1. Field of the Invention
The invention relates generally to the semiconductor power devices. More particularly, this invention relates to a bottom-source lateral diffusion metal oxide semiconductor field effect transistor (LDMOSFET) structure and manufacturing methods.
2. Description of the Prior Art
Conventional technologies to further reduce the source inductance for semiconductor power devices including the source inductance in FET, MOSFET and JFET devices are challenged by several technical difficulties and limitations. There are ever increasing demand to reduce the source inductance in the semiconductor power devices because more and more power devices are required to apply in the applications that demand high efficiency, high gain, and high frequency semiconductor power devices. The source inductance reduction can be achieved by eliminating the bond-wires in the package of a semiconductor power device. Many attempts are made to eliminate the bond-wires by configure the semiconductor substrate as a source connection for the semiconductor power devices. There are difficulties in such approaches due to the facts that typical vertical semiconductor power devices is arranged to place the drain electrode on the substrate. Referring to FIGS. 1A and 1B for the vertical power devices shown as trenched and planar DMOS devices respectively that use the substrate as the drain electrode with the current flows vertically from the source down to the drain region disposed at the bottom of the substrate. The top source electrode usually requires bond wires for electrical connections during a device packaging process thus increasing the source inductance.
Referring to FIG. 1C for a new vertical channel LDMOS device disclosed by Seung-Chul Lee et al, in Physica Cripta T101, pp. 58-60, 2002, with a structure shown as a standard vertical trenched DMOS wherein the drain contact is disposed on the side while the source is still on top of the active area. However, this device has a limitation due to a large cell pitch caused by the lateral spacing required by the top drain contact. In addition to the limitation of large cell pitch, the trenched FET device in general has a fabrication cost issue due to the fact that the trenched FET requires technologies that may not be available in all foundries and that tend to drive up the fabrication costs. For this reason, it is also desirable to implement the power device as lateral device with planar gate.

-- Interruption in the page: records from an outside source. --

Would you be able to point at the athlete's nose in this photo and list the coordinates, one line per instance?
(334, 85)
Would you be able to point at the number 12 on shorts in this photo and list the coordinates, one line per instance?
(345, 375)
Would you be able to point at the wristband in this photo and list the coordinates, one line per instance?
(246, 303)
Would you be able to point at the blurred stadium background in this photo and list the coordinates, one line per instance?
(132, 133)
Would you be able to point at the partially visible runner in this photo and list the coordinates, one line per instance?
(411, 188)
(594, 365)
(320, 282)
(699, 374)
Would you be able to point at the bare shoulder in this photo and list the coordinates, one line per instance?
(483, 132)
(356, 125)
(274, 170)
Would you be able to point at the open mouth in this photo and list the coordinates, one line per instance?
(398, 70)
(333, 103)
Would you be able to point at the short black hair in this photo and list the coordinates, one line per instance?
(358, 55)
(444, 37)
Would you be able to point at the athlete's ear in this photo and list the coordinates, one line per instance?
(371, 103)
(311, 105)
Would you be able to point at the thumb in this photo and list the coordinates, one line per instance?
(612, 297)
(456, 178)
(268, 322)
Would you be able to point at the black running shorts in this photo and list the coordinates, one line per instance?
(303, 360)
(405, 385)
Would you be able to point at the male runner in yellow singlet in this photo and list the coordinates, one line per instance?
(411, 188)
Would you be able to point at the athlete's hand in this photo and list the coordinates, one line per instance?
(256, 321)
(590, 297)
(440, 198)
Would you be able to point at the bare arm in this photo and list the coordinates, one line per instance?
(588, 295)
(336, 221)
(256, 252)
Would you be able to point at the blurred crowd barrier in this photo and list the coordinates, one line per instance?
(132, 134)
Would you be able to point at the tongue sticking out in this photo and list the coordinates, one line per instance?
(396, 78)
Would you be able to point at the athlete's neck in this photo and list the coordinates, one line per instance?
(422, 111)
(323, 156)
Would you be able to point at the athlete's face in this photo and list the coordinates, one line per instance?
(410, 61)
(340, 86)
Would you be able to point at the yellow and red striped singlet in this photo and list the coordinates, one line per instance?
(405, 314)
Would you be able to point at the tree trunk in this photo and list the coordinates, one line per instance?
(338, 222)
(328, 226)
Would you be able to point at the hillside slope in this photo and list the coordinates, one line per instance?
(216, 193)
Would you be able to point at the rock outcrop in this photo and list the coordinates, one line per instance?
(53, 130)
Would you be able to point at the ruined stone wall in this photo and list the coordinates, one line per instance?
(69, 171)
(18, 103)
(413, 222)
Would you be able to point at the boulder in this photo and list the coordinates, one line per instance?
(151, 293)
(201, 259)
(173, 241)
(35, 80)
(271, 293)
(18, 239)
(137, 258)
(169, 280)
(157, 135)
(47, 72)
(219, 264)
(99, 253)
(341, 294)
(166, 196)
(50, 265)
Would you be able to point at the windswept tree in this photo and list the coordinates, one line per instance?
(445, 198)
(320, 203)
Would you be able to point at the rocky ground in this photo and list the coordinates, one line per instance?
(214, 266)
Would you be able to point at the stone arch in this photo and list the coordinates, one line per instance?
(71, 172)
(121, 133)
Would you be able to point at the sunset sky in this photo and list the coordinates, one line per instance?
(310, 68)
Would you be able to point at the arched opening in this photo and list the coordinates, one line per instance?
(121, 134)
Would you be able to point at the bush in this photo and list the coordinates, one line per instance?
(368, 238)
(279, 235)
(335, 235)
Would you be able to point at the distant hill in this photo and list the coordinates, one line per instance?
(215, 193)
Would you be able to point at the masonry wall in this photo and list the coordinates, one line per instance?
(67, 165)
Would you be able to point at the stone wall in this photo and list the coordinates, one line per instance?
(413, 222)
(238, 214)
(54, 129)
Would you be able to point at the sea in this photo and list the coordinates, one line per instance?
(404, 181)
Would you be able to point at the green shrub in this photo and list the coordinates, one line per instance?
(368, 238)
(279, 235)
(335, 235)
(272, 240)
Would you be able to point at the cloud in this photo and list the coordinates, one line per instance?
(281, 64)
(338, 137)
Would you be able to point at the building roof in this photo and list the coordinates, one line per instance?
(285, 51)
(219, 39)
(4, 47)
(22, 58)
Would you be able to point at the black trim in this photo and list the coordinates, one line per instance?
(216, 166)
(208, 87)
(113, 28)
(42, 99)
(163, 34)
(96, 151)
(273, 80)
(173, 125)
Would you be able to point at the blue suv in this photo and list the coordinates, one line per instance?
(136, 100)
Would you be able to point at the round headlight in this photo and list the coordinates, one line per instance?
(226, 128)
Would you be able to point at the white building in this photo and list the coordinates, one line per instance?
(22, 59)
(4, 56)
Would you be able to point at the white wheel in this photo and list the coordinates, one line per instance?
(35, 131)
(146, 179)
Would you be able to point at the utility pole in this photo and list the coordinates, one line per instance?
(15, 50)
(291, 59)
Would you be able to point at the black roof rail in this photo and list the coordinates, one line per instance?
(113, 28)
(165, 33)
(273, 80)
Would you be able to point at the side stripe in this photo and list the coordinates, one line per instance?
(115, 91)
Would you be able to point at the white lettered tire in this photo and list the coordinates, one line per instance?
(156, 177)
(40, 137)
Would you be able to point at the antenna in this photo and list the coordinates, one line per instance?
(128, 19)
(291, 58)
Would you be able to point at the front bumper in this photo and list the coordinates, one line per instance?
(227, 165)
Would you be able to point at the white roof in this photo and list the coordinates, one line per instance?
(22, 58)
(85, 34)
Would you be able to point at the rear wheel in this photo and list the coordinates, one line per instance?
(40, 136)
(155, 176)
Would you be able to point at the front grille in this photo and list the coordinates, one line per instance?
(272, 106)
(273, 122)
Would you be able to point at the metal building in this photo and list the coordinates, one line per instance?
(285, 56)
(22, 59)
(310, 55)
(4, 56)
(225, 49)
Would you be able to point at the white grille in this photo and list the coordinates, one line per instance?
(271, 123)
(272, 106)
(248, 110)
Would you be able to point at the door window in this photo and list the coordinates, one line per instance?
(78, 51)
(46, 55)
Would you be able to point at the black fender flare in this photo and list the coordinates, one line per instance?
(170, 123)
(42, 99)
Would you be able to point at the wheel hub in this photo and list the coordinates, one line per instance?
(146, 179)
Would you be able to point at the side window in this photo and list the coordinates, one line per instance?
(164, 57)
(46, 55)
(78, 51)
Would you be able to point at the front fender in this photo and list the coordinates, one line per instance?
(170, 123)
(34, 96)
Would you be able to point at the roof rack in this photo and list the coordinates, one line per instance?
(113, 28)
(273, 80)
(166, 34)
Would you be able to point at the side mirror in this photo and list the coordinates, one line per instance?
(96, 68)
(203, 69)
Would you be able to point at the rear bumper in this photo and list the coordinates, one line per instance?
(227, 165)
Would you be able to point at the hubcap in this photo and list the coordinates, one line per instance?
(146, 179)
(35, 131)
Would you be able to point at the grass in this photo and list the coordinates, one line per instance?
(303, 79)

Several lateral DMOS with grounded substrate source have been disclosed. A lateral DMOS device typically includes a P+ sinker region (or alternate a trench) to connect the top source to the P+ substrate. The sinker region or the trench increases the pitch of the cell due to the dimensions occupied by the sinker or the trench. Referring to FIG. 1D for a device cross section disclosed by G. Cao et. al, in “Comparative Study of Drift Region Designs in RF LDMOSFETs”, IEEE Electron Devices, August 2004, pp 1296-1303. Ishiwaka O et al; disclose in “A 2.45 GHz power Ld-MOFSET with reduced source inductance by V-groove connections”, International Electron Devices Meeting. Technical Digest, Washington, D.C., USA, 1-4 Dec. 1985, pp. 166-169. In U.S. Pat. No. 6,372,557 by Leong (Apr. 16, 2002) attempts are made to use a buried layer at the interface of the P+ and P− epi layers to reduce the lateral diffusion and hence reduce pitch. In U.S. Pat. No. 5,821,144 (D'Anna and Hébert, Oct. 13, 1998) and U.S. Pat. No. 5,869,875, Hébert “Lateral Diffused MOS transistor with trench source contact” (issued on Feb. 9, 1999) devices are disclosed to reduce the cell pitch by placing the source sinker or trench on the OUTER periphery of the structure. However, in these disclosures, most of the devices as shown use the same metal over the source/body contact regions and gate shield regions and some of the devices use a second metal for drain and gate shield regions. These configurations generally form the P+ sinker through top down diffusion resulting in large cell pitch due to the significant lateral diffusions of the deep sinker diffusions used to connect the top source down to the highly doped substrate, that increases the overall size of the cell over the horizontal plane (cell pitch). A large cell pitch causes a large specific on-resistance which is a function of resistance and device areas. A large cell pitch also increases the device costs due to a larger size of the device and a larger size package.
Reducing the cell pitch of these prior art bottom-source devices results in shifts in the electrical performance of the device. For example, bringing the diffused sinker (which is p+ in doping) closer to the source side of the gate in FIG. 1D will result in a higher threshold voltage since the lateral diffusion of the diffused p+ sinker used to connect the top source to the bottom substrate will encroach in the channel region under the gate, which is also p-type, increase the doping concentration in the channel and hence, increase the threshold voltage, which is an undesirable result.
Therefore, a need still exists in the art of power semiconductor device design and manufacture to provide new device configurations and manufacturing method in forming the power devices such that the above discussed problems and limitations can be resolved.